Guns play a huge role in all of this. While overall murders committed by guns in Mexico are lower than the U.S. rate of 72.5% of all murders, it is still high: almost 55% in both 2009 and 2010, up from nearly 40% in 2007 and 2008, and far higher than the 31% in Calderón’s first year in power, 2006, and the 28.5% in 2005 before he took office. This means the gun-problem in Mexico is getting dramatically worse in recent years; compared with the period before Calderón, Mexico has seen a roughly 1.85 times increase in the gun-murder rate through 2010, a 2.75 times increase in the overall murdersthrough 2011, and over 3.5 times the gun murders through 2010.

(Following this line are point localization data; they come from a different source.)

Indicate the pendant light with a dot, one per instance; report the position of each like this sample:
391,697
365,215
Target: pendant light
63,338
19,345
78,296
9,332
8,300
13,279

For Americans, here comes the part where they might want to pay close attention: huge amounts of U.S. guns have been seized at Mexican crime scenes, over 20,000 in 2009 and 2010 alone, and those are just the arms seized by Mexican authorities, not those still in use by the cartels. Additionally, in just the year, 2009, 37,000 guns were seized at the U.S.-Mexican border alone.  And while stricter gun laws have helped California become a less attractive place for Mexican cartels and other undesirables to get a hold of firearms, that is not the case in Arizona, New Mexico, and Texas.  Overall, a conservative estimate has some 252,000 guns sold in the U.S. through “straw man” deals being trafficked  into Mexico every year, with a report using data from the U.S. Bureau of Alcohol, Tobacco, Firearms, and Explosives (ATF) and published by several sitting Democratic U.S. senators (some cry politics because of this) noting that 70% (it used to be 90%) of all the guns that Mexican authorities traced originated from the U.S.  Only about 30 percent of seized guns in Mexico have been subjected to tracing, but however incomplete the information, the bottom line is that very large numbers of guns being used to commit crimes in Mexico come from the U.S., whether it is 90% of them, 70%, or much less. And that means Mexicans are dying because of U.S.-originated weapons falling into the wrong hands. There is a reason the Mexicans cartels come here to buy guns instead of trying in Mexico: it is easier to get guns in the U.S.  As I discussed in my previously cited article, there are some relatively easy ways to reduce these numbers, since so many of the guns used by criminals come from such a small portion of dealers. But that means universal background checks, closing loopholes, and more funding for the ATF to go after the bad gun dealers, as I argued earlier. Too bad a background check measure was filibustered by Republicans in the Senate even as I was writing this article.

There is only hope if there is political will, and that seems to be lacking.

Since I wrote this article in 2013, drug-related gun violence has been declining, but is still a very serious problem confronting both U.S. and Mexican officials.